Калуцкий мигом слетел со своей сосны, склонился над рацией. Командир второго дивизиона потребовал, чтобы он немедленно явился на огневые позиции батареи, оставив за себя на КНП лейтенанта Комашко.
— Как у вас там? — спросил Стрежнев, когда Калуцкий прибежал.
— Огнем гаубиц удалось поджечь за время боя четыре танка. Не поймешь, чья батарея, товарищ капитан. Какое-то время били всем дивизионом, разве разберешь, чья?
— Это не суть важно. Тетерюк что?
— Остальные четыре проскользнули полосу огня, ринулись на КНП Тетерюка. За ними — автоматчики. Вплотную подошли. Да я ведь докладывал, когда координаты сообщал.
— Да, да, верно, комбат. А что сейчас там?
— Бьются наши перед КНП капитана Тетерюка. Сам он ранен. Гаубицы защищает со своими. Но вряд ли сдержат напор немцев. Пехотинцев наших мало. Поддержать огнем отсюда, с закрытых позиций, уже нет никакой возможности, можно своих накрыть. Немцы подбросили подкрепление, пытаются окружить артдивизион Тетерюка.

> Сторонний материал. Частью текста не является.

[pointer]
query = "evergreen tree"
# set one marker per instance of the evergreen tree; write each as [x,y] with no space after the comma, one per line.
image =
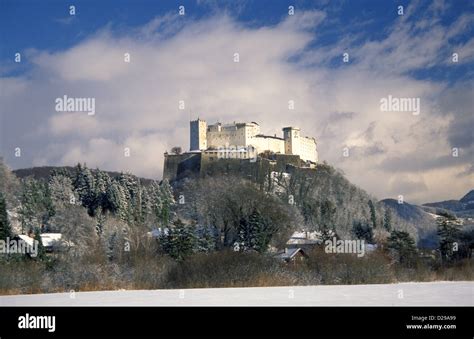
[387,220]
[41,250]
[5,227]
[449,233]
[402,247]
[102,183]
[373,217]
[61,191]
[254,232]
[362,230]
[156,203]
[167,200]
[84,186]
[36,205]
[206,240]
[179,241]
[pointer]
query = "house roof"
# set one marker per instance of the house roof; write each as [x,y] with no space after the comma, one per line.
[289,253]
[304,238]
[48,239]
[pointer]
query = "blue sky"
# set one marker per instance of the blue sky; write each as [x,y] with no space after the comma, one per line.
[47,25]
[282,58]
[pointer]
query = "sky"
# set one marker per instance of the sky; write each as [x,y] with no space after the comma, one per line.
[426,54]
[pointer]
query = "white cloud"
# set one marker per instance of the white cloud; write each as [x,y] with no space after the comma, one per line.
[137,102]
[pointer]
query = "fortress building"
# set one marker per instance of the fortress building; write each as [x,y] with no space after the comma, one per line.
[244,140]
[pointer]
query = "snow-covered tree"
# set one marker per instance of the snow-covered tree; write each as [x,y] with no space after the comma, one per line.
[402,247]
[5,227]
[84,185]
[180,240]
[449,232]
[61,190]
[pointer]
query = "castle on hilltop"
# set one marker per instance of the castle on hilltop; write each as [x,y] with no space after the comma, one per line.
[239,148]
[247,138]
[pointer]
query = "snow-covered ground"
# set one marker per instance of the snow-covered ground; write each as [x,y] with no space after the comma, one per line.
[403,294]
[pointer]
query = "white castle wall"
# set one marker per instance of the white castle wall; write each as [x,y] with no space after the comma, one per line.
[220,136]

— Потому и вызвал вас срочно, старший лейтенант. Там Комашко справится в случае чего, он опытный артиллерист, — сказал Стрежнев. — А вашей батарее (да и не только вашей) вот что: немедленно сменить позицию и выкатить орудия на прямую наводку. Лишь так сможем выручить первый артдивизион. Действуйте!